Motivated by the nostalgia of the Greyhound Bus thread, that motivated me to show this video – another of my childhood fascinations – riding department store escalators (mostly in Pittsburgh, but not exclusively).
Before suburban shopping malls, people went downtown to shop. Large cities typically had several large department stores that occupied an entire block, with maybe 10 or more stories of merchandise. You typically had two ways to get to the upper floors – riding an elevator, with the operator calling out the merchandise on each floor as they stopped (“Floor 6 – Women’s clothing, coats, blankets – please watch your step”) or riding a series of escalators.
For floors up higher, the elevator was faster, but the escalators had higher capacity. Often, the elevators would be split into banks, so if you wanted to go to the 8th floor, you could take the 6-12’th floor elevator and not have to stop at every floor (This was before automated elevators)
As the comments note, these were decommissioned in 2004 – but extremely typical – the landings of each floor have the floor number, since it is easy to lose count. The higher up in the store you got, typically the lower the capacity of the escalator, the older it was and the less maintained it was.

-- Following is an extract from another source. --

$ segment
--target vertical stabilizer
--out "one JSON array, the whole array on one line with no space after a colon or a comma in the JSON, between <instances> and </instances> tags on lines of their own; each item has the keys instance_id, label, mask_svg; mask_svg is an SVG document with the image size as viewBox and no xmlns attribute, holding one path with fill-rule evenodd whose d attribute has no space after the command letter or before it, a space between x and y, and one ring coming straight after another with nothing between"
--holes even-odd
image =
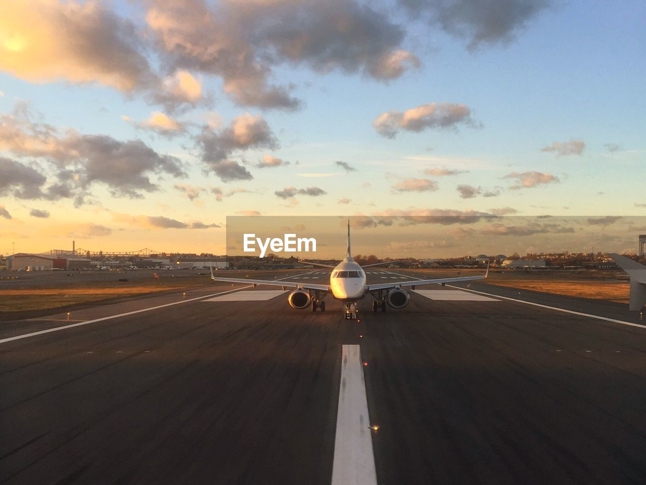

This youtube video was related to another one describing the “wonderful” new escalator in Columbia to take people up and down a hillside:
Playing on department store escalators was fun, but nothing beat riding the Pink Pig monorail around the ceiling of the toy department at Rich’s in Atlanta. 🙂
http://www.wsbtv.com/gallery/entertainment/all-aboard-see-the-pink-pig/gFmC/#483860
That was something I was thinking about as I wrote that, but figured it was too obscure and personal. The Department stores did special things at Christmas – one of them created an express elevator to the North Pole with all sorts of embellishments. I’m not positive if it was the same year, but the one of the downtown stores (I’m thinking Gimbels, but it could have been Kaufmanns) had the same thing – a monorailish thing that was attached to the ceiling and took little kids around the toy department. I don’t think the one in Pittsburgh was a pig, though.
Sure enough, it was in Gimbels:
http://www.departmentstorehistory.net/disc.htm
http://www.jeffersoncountytrails.org/Louden/h-monorail.htm
Google also coughed up an ad from the newspaper to ride the Gimbels monorail in Pittsburgh – it was from 1965, which is close to the time period I would have guessed. I remember maybe being just a little too old to ride it. My memory is it was set up like it was a space rocket, which would have made sense with the Sputnik, race to the moon movement at the time.